Northwestern has much to learn from Loyola University on sustainability, NU students say
Olga Gonzalez Latapi, Reporter
November 29, 2012 •
Even though Northwestern is quickly becoming one of the greenest campuses nationwide, students can look to their peers at Loyola University Chicago, who have organized a farmer’s market and manage an off-campus farm as a model of higher level of sustainability.
There are many sustainable initiatives already set into motion at NU, but students involved with green efforts on campus said there is a need for more programs. University President Morton Schapiro told The Daily on Tuesday that he will raise the issue of sustainability in future meetings to ensure NU remains one of the top universities in sustainability.
“I want to make (Northwestern) as absolutely sustainable as possible,” Schapiro said.
SEED co-chair Amanda Myers said one of the latest NU sustainable initiatives — banning the sale of plastic water bottles — has already been successful at nearby Loyola.

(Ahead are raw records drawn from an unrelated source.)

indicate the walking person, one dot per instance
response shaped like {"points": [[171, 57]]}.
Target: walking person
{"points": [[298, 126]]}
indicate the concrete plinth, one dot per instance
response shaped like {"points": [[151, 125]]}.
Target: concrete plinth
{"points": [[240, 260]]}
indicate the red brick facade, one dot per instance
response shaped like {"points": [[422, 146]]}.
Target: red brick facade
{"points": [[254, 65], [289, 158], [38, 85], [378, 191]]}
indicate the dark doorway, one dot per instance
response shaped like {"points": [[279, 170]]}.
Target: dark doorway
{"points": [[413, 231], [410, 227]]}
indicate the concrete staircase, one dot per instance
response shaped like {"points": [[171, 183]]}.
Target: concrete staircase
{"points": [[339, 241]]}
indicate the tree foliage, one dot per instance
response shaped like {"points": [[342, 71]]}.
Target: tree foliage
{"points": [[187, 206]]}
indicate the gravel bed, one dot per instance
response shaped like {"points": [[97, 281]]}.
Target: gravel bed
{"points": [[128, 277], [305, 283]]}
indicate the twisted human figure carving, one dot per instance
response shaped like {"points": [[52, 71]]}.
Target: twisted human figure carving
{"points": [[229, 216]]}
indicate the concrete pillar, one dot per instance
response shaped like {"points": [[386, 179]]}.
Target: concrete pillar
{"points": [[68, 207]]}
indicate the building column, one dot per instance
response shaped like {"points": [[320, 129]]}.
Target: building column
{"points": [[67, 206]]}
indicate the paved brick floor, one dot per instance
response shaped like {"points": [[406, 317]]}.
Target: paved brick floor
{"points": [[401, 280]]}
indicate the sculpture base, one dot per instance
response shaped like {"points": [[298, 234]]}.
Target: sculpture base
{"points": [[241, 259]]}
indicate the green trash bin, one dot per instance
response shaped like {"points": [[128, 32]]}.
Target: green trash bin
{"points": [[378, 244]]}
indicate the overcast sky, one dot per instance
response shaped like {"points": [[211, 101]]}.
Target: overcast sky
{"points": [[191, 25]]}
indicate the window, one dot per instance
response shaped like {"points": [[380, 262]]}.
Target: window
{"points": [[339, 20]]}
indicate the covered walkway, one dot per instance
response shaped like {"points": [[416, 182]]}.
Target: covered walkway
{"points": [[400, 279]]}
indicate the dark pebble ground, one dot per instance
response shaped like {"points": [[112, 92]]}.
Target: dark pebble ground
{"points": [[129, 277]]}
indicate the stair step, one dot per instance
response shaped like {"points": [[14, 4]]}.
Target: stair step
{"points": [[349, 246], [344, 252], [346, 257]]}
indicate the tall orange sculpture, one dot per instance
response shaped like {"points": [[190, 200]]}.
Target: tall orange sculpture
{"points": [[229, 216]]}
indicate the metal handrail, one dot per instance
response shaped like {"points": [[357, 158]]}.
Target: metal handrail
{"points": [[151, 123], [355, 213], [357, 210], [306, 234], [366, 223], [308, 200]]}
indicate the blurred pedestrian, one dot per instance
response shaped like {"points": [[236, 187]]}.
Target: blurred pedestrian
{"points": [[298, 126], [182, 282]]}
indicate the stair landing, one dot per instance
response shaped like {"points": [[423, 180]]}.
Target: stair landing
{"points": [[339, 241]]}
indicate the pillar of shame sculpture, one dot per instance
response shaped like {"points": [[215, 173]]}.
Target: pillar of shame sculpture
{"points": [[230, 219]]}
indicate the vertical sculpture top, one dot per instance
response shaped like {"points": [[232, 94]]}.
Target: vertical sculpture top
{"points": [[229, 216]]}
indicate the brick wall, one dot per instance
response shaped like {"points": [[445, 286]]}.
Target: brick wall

The ban, which Loyola’s student body approved in the spring, was the result of a two-year campaign by the school’s Student Environmental Alliance.
“I’d say that this is an effort where we can learn a lot from Loyola,” the Weinberg senior said.
Loyola sustainability specialist Gina Lettiere said their sustainability programs aim to improve three aspects: curriculum, infrastructure and student and faculty response to green initiatives.
GREEN House president Henrik Westerkam, a Weinberg sophomore, said one of Loyola’s most impressive programs is the planned construction of various new buildings, such as two first-year student residence halls and a new greenhouse.
Another program that can be expected from Loyola within the next year is the launching of a new Institute of Urban Environmental Sustainability, which will bring together the environmental science department and the Center for Urban Environmental Research and Policy to develop new academic programs in sustainability. Lettiere said Loyola is aiming for the new building to achieve LEED certification, joining two other LEED silver buildings on the campus.
For the last five years, the University has aimed for LEED gold or silver certification when constructing new buildings, University spokesman Alan Cubbage said.
Michael Narea, co-project manager of Pura Playa, which is leading the effort to ban plastic bottles at NU, said it is only a matter of time before the administration supports this and other green initiatives.
“With the new Office of Sustainability and the newly instated ASG Sustainability Committee, I believe that NU is on its way to becoming a more sustainable campus,” the McCormick senior said.
Back at Loyola, Lettiere said the school’s sustainable efforts have developed from involvement of all sorts of people invested in the campus.
“It’s all working together to ensure that students, faculty and staff change their behaviors to use resources wisely,” she said.